La tragedia de la mujer inteligente
Groucho Marx, uno de los grandes filósofos del siglo 20, dijo una vez: “Detrás de cada gran hombre hay una gran mujer. Detrás de ella, está su esposa”.
Se me ocurre analizar que el chiste de Groucho hace alusión al viejo tema, pre-feminismo, de que muchas veces la mujer era el verdadero poder detrás del trono, quien en verdad soplaba las velas del éxito de su querido marido, aunque, por supuesto, por ser mujer, siempre tuviera que dar la impresión de que su función primordial era estar en la casa friendo los frijoles y cuidando a los niños.
Ahora, 70 u 80 años después de que dijera aquella frase el gran Groucho -quien señaló otra vez que “El matrimonio es la principal causa de divorcio”-, vivimos en un mundo muy diferente. Las grandes mujeres no están precisamente detrás de los grandes hombres, sino que a menudo frente a ellos. O golpeándole la puerta del baño para que acaben de irse a trabajar.
En efecto, ya resulta trillado el análisis de los sicólogos que explican la merma en matrimonios y el meteórico ascenso en divorcios diciendo que los hombres todavía no se han adaptado por completo a la realidad de que la mujer es tan inteligente y tan independiente como él, aunque se vista un poco diferente.
Y, claro está, hace tiempo que las mujeres se quejan de que apenas hay disponibles hombres que valgan la pena: es decir, guapos, sinceros y trabajadores.

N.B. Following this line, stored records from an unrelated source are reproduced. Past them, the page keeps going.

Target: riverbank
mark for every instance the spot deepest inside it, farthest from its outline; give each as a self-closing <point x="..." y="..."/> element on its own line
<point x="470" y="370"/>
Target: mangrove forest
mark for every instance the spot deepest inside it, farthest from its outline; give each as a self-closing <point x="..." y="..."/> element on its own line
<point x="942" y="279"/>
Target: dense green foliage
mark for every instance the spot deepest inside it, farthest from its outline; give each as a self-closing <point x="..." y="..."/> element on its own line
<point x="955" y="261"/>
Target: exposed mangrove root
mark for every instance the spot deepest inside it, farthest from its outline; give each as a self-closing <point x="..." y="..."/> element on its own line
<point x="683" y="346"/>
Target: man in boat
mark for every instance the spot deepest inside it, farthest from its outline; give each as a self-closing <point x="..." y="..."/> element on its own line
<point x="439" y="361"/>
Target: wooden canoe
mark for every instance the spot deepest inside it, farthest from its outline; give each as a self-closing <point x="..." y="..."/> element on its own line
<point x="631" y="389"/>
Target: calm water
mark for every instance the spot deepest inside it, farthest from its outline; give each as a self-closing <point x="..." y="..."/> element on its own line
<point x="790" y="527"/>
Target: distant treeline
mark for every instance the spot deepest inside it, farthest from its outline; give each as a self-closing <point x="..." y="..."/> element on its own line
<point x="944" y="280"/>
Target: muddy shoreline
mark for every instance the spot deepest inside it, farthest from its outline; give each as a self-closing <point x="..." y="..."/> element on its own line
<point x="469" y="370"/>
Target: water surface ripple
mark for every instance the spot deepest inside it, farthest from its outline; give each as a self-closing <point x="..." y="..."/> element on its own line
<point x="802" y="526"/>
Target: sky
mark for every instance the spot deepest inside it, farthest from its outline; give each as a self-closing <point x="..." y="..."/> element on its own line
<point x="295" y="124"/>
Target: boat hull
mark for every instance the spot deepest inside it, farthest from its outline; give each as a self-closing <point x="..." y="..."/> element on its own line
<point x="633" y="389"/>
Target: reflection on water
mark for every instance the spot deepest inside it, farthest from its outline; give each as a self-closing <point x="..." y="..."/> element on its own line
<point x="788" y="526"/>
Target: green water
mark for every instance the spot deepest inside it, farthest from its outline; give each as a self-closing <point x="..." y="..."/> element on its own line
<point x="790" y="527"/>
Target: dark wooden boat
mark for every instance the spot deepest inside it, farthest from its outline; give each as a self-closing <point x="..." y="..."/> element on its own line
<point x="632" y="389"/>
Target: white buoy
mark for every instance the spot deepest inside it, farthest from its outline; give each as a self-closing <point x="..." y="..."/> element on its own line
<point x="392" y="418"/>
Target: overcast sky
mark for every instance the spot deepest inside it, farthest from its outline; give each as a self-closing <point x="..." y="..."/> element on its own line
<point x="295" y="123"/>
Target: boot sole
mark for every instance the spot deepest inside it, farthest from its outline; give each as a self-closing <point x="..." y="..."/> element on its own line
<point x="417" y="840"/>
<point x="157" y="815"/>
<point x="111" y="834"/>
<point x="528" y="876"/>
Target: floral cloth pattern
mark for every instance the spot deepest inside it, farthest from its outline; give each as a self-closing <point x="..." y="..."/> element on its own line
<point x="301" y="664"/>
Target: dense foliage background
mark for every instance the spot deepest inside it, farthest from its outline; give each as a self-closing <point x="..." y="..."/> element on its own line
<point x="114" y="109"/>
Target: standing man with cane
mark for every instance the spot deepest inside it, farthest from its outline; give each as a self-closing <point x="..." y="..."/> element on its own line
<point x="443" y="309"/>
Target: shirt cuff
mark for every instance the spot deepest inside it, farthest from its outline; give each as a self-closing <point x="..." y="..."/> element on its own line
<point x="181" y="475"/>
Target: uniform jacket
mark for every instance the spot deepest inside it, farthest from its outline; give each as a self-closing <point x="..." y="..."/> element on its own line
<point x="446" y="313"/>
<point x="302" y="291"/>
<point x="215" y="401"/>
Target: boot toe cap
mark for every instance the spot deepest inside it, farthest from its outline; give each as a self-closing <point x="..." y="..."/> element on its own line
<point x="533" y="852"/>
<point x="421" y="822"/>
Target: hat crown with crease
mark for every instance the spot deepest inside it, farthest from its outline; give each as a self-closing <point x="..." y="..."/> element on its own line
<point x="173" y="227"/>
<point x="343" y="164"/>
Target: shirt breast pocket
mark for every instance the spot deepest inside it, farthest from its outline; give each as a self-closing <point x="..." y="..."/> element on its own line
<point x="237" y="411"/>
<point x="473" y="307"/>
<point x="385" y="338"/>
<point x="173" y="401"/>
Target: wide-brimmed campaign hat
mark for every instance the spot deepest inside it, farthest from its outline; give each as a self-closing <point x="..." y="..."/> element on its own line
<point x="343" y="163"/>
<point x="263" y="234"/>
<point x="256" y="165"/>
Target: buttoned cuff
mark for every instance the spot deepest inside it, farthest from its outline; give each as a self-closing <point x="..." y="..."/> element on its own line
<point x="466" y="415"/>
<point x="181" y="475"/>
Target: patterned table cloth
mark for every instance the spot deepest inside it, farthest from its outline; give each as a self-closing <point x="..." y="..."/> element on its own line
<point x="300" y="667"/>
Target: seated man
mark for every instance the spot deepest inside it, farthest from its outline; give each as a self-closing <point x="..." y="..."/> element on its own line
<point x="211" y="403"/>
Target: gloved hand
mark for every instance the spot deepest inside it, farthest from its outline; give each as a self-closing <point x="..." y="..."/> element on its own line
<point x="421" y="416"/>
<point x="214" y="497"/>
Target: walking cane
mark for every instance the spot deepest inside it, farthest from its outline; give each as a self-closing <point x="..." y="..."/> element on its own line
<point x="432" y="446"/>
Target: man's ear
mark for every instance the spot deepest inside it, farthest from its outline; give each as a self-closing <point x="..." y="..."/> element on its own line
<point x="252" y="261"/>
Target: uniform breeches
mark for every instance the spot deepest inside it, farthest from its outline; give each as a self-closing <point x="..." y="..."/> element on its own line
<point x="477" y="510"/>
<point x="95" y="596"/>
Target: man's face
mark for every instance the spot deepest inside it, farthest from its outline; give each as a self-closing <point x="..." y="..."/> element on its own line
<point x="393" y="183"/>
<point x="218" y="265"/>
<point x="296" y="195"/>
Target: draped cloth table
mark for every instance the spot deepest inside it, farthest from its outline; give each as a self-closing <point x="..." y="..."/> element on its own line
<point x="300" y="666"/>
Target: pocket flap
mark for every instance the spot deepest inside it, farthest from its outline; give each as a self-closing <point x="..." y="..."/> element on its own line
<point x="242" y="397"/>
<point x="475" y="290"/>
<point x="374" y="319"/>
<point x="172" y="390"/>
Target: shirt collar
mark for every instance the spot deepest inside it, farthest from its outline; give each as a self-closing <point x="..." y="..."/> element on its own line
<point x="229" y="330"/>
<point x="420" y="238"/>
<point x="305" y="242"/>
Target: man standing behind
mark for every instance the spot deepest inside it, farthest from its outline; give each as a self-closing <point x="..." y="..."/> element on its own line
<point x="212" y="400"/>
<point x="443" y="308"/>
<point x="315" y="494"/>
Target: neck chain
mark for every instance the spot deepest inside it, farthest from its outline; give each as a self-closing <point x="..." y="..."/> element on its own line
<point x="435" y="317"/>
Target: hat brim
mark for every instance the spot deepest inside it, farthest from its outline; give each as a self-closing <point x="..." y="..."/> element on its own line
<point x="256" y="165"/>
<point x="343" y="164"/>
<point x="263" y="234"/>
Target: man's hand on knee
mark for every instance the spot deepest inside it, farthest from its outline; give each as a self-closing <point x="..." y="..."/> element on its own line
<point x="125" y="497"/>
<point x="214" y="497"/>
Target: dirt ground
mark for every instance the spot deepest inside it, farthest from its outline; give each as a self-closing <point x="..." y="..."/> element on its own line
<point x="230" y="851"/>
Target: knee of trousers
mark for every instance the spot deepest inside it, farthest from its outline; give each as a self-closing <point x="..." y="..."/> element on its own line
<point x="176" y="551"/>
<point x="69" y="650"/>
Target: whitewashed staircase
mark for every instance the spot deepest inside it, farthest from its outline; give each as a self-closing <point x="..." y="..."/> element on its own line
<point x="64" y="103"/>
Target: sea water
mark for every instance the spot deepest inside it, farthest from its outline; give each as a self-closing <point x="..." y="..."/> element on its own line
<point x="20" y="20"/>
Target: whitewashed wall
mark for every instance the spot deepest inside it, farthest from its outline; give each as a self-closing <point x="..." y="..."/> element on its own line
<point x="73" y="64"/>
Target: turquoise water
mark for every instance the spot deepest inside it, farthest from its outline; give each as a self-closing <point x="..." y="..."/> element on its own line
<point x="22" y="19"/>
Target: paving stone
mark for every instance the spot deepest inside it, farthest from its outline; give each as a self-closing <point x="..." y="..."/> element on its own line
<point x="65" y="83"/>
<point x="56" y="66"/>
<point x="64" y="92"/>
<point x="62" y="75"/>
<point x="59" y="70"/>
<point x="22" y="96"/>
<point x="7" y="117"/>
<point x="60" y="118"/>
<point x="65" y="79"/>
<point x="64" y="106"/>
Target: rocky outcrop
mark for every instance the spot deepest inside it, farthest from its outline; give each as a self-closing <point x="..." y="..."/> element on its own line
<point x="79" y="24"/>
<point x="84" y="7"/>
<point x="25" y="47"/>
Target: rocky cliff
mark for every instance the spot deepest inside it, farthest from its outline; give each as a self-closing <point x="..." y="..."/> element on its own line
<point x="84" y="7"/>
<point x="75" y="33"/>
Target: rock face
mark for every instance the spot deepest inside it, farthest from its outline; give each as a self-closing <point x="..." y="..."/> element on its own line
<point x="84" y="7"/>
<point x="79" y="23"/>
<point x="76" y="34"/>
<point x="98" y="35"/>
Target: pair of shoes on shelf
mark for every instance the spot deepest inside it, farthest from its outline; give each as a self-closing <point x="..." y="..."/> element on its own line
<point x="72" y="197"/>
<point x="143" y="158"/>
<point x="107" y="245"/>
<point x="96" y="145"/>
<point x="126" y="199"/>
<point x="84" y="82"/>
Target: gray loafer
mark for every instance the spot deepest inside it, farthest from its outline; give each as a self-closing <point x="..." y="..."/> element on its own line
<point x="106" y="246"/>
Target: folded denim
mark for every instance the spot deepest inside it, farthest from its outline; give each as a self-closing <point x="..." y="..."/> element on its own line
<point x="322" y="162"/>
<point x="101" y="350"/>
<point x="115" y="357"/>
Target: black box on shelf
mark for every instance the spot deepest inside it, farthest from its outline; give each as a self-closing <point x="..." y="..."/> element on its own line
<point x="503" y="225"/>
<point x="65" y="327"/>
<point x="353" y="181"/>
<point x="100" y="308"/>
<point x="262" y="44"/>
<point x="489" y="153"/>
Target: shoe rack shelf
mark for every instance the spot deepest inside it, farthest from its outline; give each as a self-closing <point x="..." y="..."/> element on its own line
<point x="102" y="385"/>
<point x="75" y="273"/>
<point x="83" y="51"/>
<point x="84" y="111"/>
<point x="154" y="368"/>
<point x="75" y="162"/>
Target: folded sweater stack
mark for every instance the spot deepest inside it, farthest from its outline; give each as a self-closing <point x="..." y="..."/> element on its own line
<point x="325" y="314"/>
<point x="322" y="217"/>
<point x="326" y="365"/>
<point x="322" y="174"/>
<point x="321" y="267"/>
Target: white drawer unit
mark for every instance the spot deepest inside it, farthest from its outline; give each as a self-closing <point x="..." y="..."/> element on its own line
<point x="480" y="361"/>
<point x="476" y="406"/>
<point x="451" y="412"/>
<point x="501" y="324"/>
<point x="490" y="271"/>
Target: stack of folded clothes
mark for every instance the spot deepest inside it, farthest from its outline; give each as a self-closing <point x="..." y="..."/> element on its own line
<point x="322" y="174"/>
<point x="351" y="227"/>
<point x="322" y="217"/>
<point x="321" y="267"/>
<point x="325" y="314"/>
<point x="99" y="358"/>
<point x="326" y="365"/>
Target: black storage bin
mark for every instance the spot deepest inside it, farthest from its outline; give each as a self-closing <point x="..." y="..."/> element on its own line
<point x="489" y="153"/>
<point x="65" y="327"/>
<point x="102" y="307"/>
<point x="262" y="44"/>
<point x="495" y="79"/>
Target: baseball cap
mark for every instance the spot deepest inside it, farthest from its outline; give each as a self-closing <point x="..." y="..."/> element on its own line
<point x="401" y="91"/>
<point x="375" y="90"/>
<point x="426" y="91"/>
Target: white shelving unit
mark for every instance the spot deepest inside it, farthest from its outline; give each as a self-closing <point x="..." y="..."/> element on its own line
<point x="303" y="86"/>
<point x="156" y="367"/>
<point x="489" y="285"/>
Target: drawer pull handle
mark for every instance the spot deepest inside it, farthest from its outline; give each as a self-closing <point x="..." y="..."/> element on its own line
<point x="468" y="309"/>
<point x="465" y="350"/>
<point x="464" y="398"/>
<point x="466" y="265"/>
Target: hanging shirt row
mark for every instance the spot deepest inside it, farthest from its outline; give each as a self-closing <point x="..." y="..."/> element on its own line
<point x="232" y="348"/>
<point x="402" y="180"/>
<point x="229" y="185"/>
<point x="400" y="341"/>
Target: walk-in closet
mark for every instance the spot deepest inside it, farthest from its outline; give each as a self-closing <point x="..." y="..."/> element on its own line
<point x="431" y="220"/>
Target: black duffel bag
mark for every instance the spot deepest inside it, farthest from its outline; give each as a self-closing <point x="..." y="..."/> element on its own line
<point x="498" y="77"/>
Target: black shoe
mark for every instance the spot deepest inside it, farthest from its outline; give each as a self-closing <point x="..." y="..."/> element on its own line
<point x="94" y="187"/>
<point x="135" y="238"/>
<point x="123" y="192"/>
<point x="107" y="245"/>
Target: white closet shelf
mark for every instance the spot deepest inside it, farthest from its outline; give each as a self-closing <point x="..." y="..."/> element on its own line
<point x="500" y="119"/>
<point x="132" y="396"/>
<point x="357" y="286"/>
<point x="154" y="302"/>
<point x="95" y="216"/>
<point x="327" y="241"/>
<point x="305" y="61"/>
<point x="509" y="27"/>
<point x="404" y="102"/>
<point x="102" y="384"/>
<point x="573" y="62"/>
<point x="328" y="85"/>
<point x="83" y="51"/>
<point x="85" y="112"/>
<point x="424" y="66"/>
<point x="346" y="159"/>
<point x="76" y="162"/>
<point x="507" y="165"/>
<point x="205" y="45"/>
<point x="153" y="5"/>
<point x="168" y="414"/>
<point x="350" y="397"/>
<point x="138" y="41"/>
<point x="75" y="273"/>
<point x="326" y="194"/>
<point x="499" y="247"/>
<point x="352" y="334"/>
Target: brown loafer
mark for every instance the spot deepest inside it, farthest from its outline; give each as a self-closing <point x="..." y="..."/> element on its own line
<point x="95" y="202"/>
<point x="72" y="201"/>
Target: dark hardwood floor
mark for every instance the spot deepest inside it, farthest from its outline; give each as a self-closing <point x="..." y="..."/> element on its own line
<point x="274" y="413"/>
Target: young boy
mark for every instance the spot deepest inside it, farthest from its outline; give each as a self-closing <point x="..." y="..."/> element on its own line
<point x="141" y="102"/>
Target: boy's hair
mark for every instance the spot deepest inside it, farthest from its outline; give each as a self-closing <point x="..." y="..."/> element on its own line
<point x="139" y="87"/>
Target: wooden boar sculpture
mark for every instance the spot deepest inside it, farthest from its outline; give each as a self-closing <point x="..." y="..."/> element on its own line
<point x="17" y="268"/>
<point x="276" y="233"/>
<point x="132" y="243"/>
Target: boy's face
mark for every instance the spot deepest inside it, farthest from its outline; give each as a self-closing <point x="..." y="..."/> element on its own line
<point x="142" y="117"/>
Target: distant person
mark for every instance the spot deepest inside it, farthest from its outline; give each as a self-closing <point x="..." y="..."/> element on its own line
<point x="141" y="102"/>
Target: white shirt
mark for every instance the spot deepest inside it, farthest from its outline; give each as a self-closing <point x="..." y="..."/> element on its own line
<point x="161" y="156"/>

En fin, yo tenía una amiga que decía: “Yo hasta me conformo con que tenga dos de esas tres cualidades. Que sea guapo y trabajador, por ejemplo. Y si ando en un momento de crisis, creo que hasta estoy dispuesta a hacer un sacrificio y con lo de ‘guapo a secas me quedo”.
Esta amiga, de hecho, también me hacía otro señalamiento: “Las mujeres como yo, inteligentes, académicamente bien preparadas…”
“Y modestas”, la interrumpí.
“Lo de la modestia es opcional”, me dijo, mirándome mal.
Entonces prosiguió: “Pues las mujeres que somos así tenemos el problema de que ahuyentamos a los hombres. En un ‘pub’ o dónde sea, parece que los tipos que se ponen a conversar con una esperan que nuestra conversación gire en torno a la Kardashian o lo feo que le quedó el traje a Miss Puerto Rico, y cuando nos escuchan decir una palabra de más de dos sílabas reaccionan como perro que oye un trueno y huyen a buscar refugio”.
Le comenté, naturalmente, que el temor a la mujer inteligente era un tema tan antiguo que incluso databa de antes de la primera cirugía plástica de Cher.
De hecho, incluso muchas de las actrices que se ganaban la vida haciendo de tontas rubitas en la pantalla, tenían mucho más cerebro de lo que dejaban entrever. ¿Te acuerdas de Jayne Mansfield, la lluvia platinada a la que llamaban una Marilyn Monroe de segunda división y para llamar la atención se ponía unos escotes que le llegaban hasta la rodilla?, le pregunté. Pues resulta que tenía un I.Q, de más de 160… y se supone que la genialidad se mide de 140 para arriba.
Pero a ella la medían con otra vara: 36-24-35.
Dicho esto, sin embargo, me di cuenta de que mi amiga empezaba a mirarme con otros ojos, como si además de sincero, guapo y trabajador, ahora resultara que yo rompía todas las barreras y, contra todos los pronósticos, resultaba ser inteligente también.
Pero es que yo también sé que, hoy en día, eso es lo menos que buscan las mujeres. Por eso andan con ahí con tipos llenos de cadenas, una gorrita de medio lado en la cabeza y usando gafas para el sol a las 12 de la medianoche.
“¿Inteligente, yo?”, le dije, para desalentarla. “Con solo decirte que hasta los otros días hubiese jurado que xenofóbico era aquél que le tenía pánico a los senos de las mujeres”.